You are already aware of your obligation to complete a notice of disclosure to disclose the existence of any conflict of interest in a real estate transaction, whether in the performance of your duties or not (section 22 of the Real Estate Brokerage Act). However, real estate brokers and agents sometimes have trouble completing this notice of disclosure, especially when it comes to the identity of the intended contracting party and the documents to be transmitted to the ACAIQ. To help you identify the intended contracting party, we have added the following to section II of the form: “Identify the contracting party to whom you must disclose your quality as certificate holder and not the person with whom you have a connection”.

You must transmit a copy of the duly completed and signed notice of disclosure as well as a copy of the promise to purchase and its attachments to the ACAIQ as soon as possible, i.e. before the date of signing of the notarized act. The purpose of the disclosure is to create a level playing field for all parties; it is therefore crucial that the intended contracting party receive the information before the promise to purchase.

Failure to complete a notice of disclosure can have disciplinary and civil repercussions. For a clearer understanding of your obligations, we suggest reading the following articles:
Who is this mysterious prospective contracting party?, ACAIQ Magazine / October 1999
Cottage, lake, rosebushes Goodbye to all that!, ACAIQ Magazine / September 1994
When agents sell their own homes / ACAIQ Magazine / March 2001

ACAIQ Forms - Online now

All real estate brokerage forms published by the ACAIQ are available now via the Extranet on the acaiq.com Web site, at the attractive cost of $79 per annual subscription. The introduction of the “ACAIQ Forms” online service coincided with the launch of the Association’s Extranet, a cyberspace for the exclusive use of real estate brokerage certificate holders. In addition to e-forms, the site will feature various member services as well as an e-Store, the details of which will follow shortly.

Developed jointly with Telus Business Solutions, “ACAIQ Forms” will enable users to generate forms based on their needs, to enter information in the appropriate fields and to save the forms on their own computer or a server. They can also modify, email and print the forms in an unlimited number of copies, on the paper of their choice.
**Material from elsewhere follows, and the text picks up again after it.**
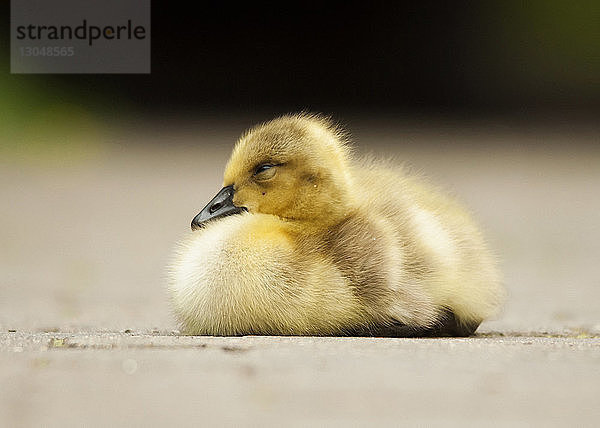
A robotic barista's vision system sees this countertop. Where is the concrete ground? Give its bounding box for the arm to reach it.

E-forms are automatically personalized with the user’s name, enabling brokers and agents to present high-quality documents to their clients. This software provides significant savings compared to the current cost of traditional forms.

“ACAIQ Forms” uses Windows, Acrobat Approval and Explorer 5.0 technologies. It can be used in one of two ways: the Connected version requires a permanent Internet connection and the installation of Adobe Acrobat Reader, a free software package; the Standalone version requires the installation of Adobe Acrobat Approval software, which is not free but, in addition to the functions of the Connected version, allows you to save a form being edited locally on a workstation, to modify it, duplicate it or simply print it without an Internet connection.